The equity markets began 2018 with the same bullish momentum as in 2017, a very propitious year, but volatility has returned since the end of January. The US S&P 500 index first gained 7.4% through January 26 before plunging 8% through the end of March. For the Eurostoxx 600, these figures were +3.6% and -7.9%, respectively. At the end of the quarter, our two benchmark MSCI World and Europe net indices were down 3.7% and 4.3%, respectively, with March declines of 3.1% and 2%.
This renewed volatility is mainly driven by fears of a return of inflation in the United States, supported by unemployment statistics and US wage increases in late January. Volatility has since been flamed by the White House's agitation, with a flurry of conflictual nominations and brass declarations, accompanied by alarming measures to introduce protectionist tariffs. The US political environment is unlikely to ease with the approach of mid-term elections, which have rarely been fought with such vehemence. US 10-year rates slipped to 2.7% at the end of March, after peaking at 2.94% at the end of February (vs 2.46% at year-end 2017), leading some to believe that inflationary fears have eased. Yet this easing of the long end seems to be more of a reflection that investors are shifting back into assets regarded as "risk-free".
Volatility in the most highly priced compartments was exacerbated by the fact that PE multiples at the beginning of the year were well above the long-term average, at 18.5x and 15.2x, respectively, for the US and European markets. This is illustrated by the recent equity market behaviour of GAFA (Google (Alphabet) / Amazon / Facebook / Apple), but also of Tesla and Microsoft. Investors suddenly became more wary of business models with uncertain legal frameworks, as is the case with Facebook and even Google concerning the exploitation of users' data, or very long-term profit expectations, as is the case for Amazon (valued at 235 times 2017 earnings).
Subject to change following the publication of first-quarter results, which will need to be followed closely, our meetings with companies have not called into question our favourable view of the economic environment. High valuations and renewed volatility simply call for greater vigilance in the quality of portfolio stocks, the visibility of their prospects and the rationality of their valuations.

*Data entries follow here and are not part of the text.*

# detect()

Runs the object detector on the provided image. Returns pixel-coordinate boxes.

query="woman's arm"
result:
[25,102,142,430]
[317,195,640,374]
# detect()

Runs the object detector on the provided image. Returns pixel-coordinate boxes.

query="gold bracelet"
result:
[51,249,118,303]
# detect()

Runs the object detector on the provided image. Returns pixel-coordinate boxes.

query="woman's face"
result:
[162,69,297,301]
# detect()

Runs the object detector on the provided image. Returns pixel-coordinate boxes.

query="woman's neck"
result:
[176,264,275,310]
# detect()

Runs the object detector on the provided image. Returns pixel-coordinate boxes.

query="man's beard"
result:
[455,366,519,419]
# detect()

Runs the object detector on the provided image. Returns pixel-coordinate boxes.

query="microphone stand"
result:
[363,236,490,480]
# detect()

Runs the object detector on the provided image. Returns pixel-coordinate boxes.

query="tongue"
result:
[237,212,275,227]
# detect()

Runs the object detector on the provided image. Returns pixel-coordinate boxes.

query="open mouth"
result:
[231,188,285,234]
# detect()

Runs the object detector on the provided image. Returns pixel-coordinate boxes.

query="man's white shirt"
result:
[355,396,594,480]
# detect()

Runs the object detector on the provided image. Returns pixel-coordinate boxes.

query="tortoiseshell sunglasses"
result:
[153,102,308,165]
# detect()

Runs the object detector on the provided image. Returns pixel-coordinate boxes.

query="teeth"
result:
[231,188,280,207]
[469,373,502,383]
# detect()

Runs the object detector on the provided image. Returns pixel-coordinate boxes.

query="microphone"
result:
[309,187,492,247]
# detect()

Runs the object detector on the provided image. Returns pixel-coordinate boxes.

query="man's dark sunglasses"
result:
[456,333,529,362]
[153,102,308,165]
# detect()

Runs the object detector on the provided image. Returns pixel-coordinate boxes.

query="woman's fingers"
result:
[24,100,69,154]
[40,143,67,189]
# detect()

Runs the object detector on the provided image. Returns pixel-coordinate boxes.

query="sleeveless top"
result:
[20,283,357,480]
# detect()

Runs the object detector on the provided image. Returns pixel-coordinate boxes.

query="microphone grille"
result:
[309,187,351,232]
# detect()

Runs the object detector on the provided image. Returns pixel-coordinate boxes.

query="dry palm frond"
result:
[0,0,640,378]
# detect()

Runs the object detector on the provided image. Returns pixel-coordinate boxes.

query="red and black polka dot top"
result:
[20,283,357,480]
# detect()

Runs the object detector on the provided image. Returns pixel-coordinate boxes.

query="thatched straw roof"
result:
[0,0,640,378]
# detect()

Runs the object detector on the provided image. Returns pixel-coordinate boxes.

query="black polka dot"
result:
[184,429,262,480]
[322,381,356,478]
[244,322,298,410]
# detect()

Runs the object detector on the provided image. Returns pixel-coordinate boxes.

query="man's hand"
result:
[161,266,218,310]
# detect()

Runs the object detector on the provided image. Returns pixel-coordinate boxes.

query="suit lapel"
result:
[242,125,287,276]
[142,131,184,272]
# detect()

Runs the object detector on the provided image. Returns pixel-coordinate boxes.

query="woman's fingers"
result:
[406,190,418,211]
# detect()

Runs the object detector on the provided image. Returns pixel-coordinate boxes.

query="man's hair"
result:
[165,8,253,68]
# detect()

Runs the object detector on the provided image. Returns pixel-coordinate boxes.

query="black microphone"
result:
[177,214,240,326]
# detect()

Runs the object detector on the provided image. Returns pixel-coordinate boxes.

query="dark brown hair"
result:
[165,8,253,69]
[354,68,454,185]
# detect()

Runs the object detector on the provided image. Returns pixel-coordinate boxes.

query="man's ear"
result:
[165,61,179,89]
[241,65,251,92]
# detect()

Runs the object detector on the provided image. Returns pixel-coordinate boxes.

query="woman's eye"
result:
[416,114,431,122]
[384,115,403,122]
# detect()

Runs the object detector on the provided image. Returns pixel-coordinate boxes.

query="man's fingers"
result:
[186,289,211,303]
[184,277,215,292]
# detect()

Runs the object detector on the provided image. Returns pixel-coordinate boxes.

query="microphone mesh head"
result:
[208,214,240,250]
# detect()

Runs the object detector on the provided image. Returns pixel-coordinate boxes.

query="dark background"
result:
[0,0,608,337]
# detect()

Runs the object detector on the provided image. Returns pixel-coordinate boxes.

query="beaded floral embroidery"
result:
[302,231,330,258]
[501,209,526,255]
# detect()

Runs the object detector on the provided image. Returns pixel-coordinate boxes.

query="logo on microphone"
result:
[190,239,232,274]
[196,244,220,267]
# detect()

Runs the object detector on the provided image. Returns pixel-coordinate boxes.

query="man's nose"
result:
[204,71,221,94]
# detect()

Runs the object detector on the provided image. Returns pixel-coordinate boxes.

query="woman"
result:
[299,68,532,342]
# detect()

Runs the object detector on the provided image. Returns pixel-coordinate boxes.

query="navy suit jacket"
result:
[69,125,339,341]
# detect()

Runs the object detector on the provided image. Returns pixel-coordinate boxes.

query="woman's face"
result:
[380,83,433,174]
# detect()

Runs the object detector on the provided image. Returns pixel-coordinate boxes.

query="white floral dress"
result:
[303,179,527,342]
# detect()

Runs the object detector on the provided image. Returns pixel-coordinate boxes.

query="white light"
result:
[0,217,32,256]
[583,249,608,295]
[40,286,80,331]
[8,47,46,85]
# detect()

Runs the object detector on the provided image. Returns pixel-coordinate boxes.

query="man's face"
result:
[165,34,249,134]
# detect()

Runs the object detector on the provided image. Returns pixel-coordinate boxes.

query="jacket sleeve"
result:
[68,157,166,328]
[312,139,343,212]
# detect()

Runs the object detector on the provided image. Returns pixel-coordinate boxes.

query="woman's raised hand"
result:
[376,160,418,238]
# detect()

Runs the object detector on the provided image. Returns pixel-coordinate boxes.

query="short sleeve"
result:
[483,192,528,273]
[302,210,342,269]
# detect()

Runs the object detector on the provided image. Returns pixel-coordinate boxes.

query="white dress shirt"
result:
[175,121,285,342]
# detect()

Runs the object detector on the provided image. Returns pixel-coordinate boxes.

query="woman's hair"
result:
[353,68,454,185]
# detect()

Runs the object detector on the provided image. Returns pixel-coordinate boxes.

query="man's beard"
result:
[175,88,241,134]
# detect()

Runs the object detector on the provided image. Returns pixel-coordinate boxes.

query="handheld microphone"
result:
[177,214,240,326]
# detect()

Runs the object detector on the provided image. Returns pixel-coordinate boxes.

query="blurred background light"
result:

Our "Quality & Value" management process helped limit the decline in the equity compartments of the Rouvier SICAV this quarter, with Rouvier Valeurs down 2.3% and Rouvier Europe down 3.4%. Rouvier Évolution also declined 2.3% after gaining less during the upward movement and falling less during the downturn. Rouvier Patrimoine’s total assets crossed the 400 million threshold and reported a slightly negative performance of 0.4%.